After a total of nine first-class matches and 255 runs at an average of 21.25 and a top score of 67, Sharpe made his Test debut for Pakistan against Australia in Dacca on 13 November 1959. Batting at number five, he scored 56 and 35, more runs than any of his teammates in a low-scoring match that Pakistan lost. He was not successful in the next two Tests.

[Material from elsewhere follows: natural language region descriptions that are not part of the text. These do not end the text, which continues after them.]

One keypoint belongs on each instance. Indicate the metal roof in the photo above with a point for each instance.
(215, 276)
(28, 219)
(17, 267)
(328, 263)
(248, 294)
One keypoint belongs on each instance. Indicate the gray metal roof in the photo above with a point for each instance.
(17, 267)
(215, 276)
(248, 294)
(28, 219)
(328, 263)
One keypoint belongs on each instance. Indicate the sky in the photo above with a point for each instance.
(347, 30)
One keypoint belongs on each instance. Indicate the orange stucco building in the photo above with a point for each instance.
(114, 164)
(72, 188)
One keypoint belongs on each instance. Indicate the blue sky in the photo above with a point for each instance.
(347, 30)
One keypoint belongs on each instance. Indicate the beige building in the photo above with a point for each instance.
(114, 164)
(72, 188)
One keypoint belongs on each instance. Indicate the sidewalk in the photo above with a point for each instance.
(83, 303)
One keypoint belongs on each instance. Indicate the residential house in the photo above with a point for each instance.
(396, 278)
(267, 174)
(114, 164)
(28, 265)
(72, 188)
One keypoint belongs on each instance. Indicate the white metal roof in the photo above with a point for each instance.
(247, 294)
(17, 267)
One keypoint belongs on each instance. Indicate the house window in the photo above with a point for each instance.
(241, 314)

He made his first first-class century later that season, 118 for a Combined XI against the touring Indian Starlets in Lahore. In 1960–61 he scored 109 for Lahore against Rawalpindi and Peshawar in the Ayub Trophy semi-final in Lahore.

==Career in Australia==
Disappointed by his non-selection for Pakistan's 1960–61 tour of India, Sharpe decided to emigrate to Australia. Sponsored by Barry Jarman, he moved to Adelaide in 1961 and played Sheffield Shield cricket with South Australia alongside the likes of Gary Sobers and Jarman from 1961–62 to 1965–66. He hit 50 not out in the first Sheffield Shield match of the season in 1961–62 against Western Australia but was less successful thereafter and played irregularly. His highest score for South Australia was 72 in the first match of the 1965–66 season against Victoria, but his next match was also his last; like his first, ten years earlier, it was against a touring MCC team – for whom Ken Barrington and Jim Parks had played in both matches.

Don Bradman found him a job assisting the groundsman at Adelaide Oval, and he developed his skills and qualifications and later became a foreman of parks and gardens in Melbourne.

Sharpe lives with his wife Gillian in Melbourne. They have six children. He also has a son from an earlier marriage in Pakistan.